Es gibt im HEX-System keine negativen Zahlen,
HEX ist nur ein Binäres Abbild des Wortes, jeweils 4 Bit ergeben ergeben Wertemöglichkeit von 0-15 = 0-F.


----------



## Rainer Hönle (11 Mai 2006)

MSB schrieb:
			
		

> Es gibt im HEX-System keine negativen Zahlen,
> HEX ist nur ein Binäres Abbild des Wortes, jeweils 4 Bit ergeben ergeben Wertemöglichkeit von 0-15 = 0-F.

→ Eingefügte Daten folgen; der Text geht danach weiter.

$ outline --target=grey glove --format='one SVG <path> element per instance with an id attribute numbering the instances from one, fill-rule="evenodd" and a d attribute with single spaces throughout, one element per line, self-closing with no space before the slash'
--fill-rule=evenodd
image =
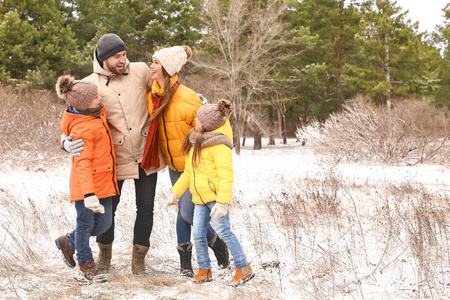
<path id="1" fill-rule="evenodd" d="M 170 192 L 169 197 L 167 198 L 166 204 L 164 204 L 163 209 L 166 209 L 169 206 L 173 206 L 175 211 L 178 212 L 178 201 L 180 201 L 180 196 L 178 196 L 174 192 Z"/>
<path id="2" fill-rule="evenodd" d="M 105 208 L 100 204 L 100 201 L 95 195 L 84 198 L 84 206 L 95 213 L 105 213 Z"/>
<path id="3" fill-rule="evenodd" d="M 210 216 L 212 220 L 216 220 L 217 218 L 223 217 L 228 213 L 228 204 L 216 202 L 213 208 L 211 209 Z"/>
<path id="4" fill-rule="evenodd" d="M 73 156 L 80 156 L 80 152 L 84 150 L 82 147 L 84 145 L 83 139 L 78 139 L 75 141 L 72 141 L 73 134 L 71 133 L 65 140 L 64 140 L 64 150 L 72 154 Z"/>
<path id="5" fill-rule="evenodd" d="M 200 97 L 200 100 L 202 101 L 202 105 L 208 104 L 208 99 L 206 99 L 203 94 L 197 94 Z"/>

OK, aber es kann auch das Bitmuster einer negativen Zahl hexadezimal (oder dezimal oder binär) dargestellt werden. Und dann ist es manchmal schon interessant welchen tatsächlichen Wert eine hexadezimal dargestellte vorzeichenbehaftete ganze Zahl hat.


----------



## MSB (11 Mai 2006)

Rainer Hönle schrieb:
			
		

> OK, aber es kann auch das Bitmuster einer negativen Zahl hexadezimal (oder dezimal oder binär) dargestellt werden. Und dann ist es manchmal schon interessant welchen tatsächlichen Wert eine hexadezimal dargestellte vorzeichenbehaftete ganze Zahl hat.


Das ist schon klar, aber da war ich ehrlich gesagt zu faul das zu schreiben !
Das das Bit 15 bzw. 31 bei INT bzw. DINT das Vorzeichenbit ist, ist schon klar.

Allerdings frage ich mich dann warum ich für - irgendwas, 16#8... bis 16#F... schreiben soll,
das kann ich mit L -..... schneller und vor allem nachvollziehbarer haben.

PS. Meine Antwort bezog sich auch in keinster Weise auf Ihre Antwort.


----------



## maxi (12 Mai 2006)

Huhu alle,

wir haben früher als allerserstes für Steuerungen Asssembler lernen müssen. Das war recht toll, 8086 Programmierung (naja gab damals auch noch ned mal den  80386).
Ich muss sagen das hilft mir heute auch noch sehr. Ich merke oft bei anderen das sie Probleme mit dem Arbeiten mit VKE haben und sie meist ellenlange Programmketten schreiben wo ich grade mal 4 Befehle habe.

Grüsse


----------